O roteiro do filme (roteiro vencedor do Oscar 2008), escrito pela blogueira Diablo Cody, conta os nove meses da gravidez de Juno, desde seu método “divertido” para confirmação da gravidez, até a opção pelo não aborto e a escolha dos pais para a adoção de seu bebê.
Juno (Ellen Page), adolescente precoce, intelectualizada e bem humorada, é a personagem principal, mas o longa conta também com personagens como o intimista e desengonçado Bleeker (pai do filho da Juno), que além de ser um “viciado” em TicTac laranja, também pode ser considerado um Indei. Há também o casal formado por Vanessa, que não pode ter filho e possuí TOC, e Mark, roqueiro incondicional que para agradar a esposa larga a carreira musical e compõe jingles em seu pequeno estúdio doméstico.
O filme conta com uma trilha sonora incrível (aconselho a procura de mais informações dessas bandas) com as bandas Belle & Sebastian, Cat Power, Barry Luis Polisar (com a música tema All I want is you), Buddy Holly, Kimya Dawson, The Moldy Peaches, Sonic Youth entre outras.
Como disse antes, a fotografia é linda, mas nada comparado, na minha humilde opinião, à animação inicial do filme.

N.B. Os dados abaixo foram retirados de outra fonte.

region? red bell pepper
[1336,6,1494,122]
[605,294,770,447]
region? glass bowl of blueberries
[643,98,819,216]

Bem, todas essas informações podem mascarar o tema central do filme: decisão pelo não aborto e entrega a adoção. Se pararmos para pensar, atrás de toda essa roupagem “cool” o filme trata de uma forma simplória o tema da gravidez na adolescência. Temos uma realidade brasileira, onde cerca de 20%* das crianças que nascem são filhas de adolescentes, número que representa três vezes mais garotas com menos de 15 anos grávidas que na década de 70. Segundo um estudo sobre o comportamento sexual de adolescentes e jovens, realizado pela BEMFAM, Sociedade Civil Bem-Estar Familiar no Brasil, 40%** das adolescentes não esperavam engravidar. Como explicar estes números? Ingenuidade, falta de informação ou erotização?
De qualquer forma, fica aí uma ótima dica de filme, assisti-o e pensei que por trás de toda essa roupagem “cool” de Juno há uma realidade que não é muito legal e que tem mudado a vida de muitas crianças e adolescentes de nossa sociedade, que, infelizmente, não conseguem um final feliz como o do filme.
* fonte: www.sexxxchurch.com/?p=42
** fonte: www.sexxxchurch.com/?p=154
Ricardo Oliveira
fevereiro 25th, 2008 at 7:35
Olá,
queria só te convidar a uma leitura do meu texto sobre o filme:
http://diversita.blogspot.com/2008/02/ela-no-sabe-quem.html
abraço’s
Fabio Alexis
março 6th, 2008 at 12:44
Olá Ricardo, obrigado pela visita e pelo seu comentário. Creio que você teve uma visão diferente e válida sobre o filme. Eu particularmente, continuando crendo que o filme Juno não se trata do alto conhecimento, mas sim de consequências. Um forte abraço e vamos nos falando.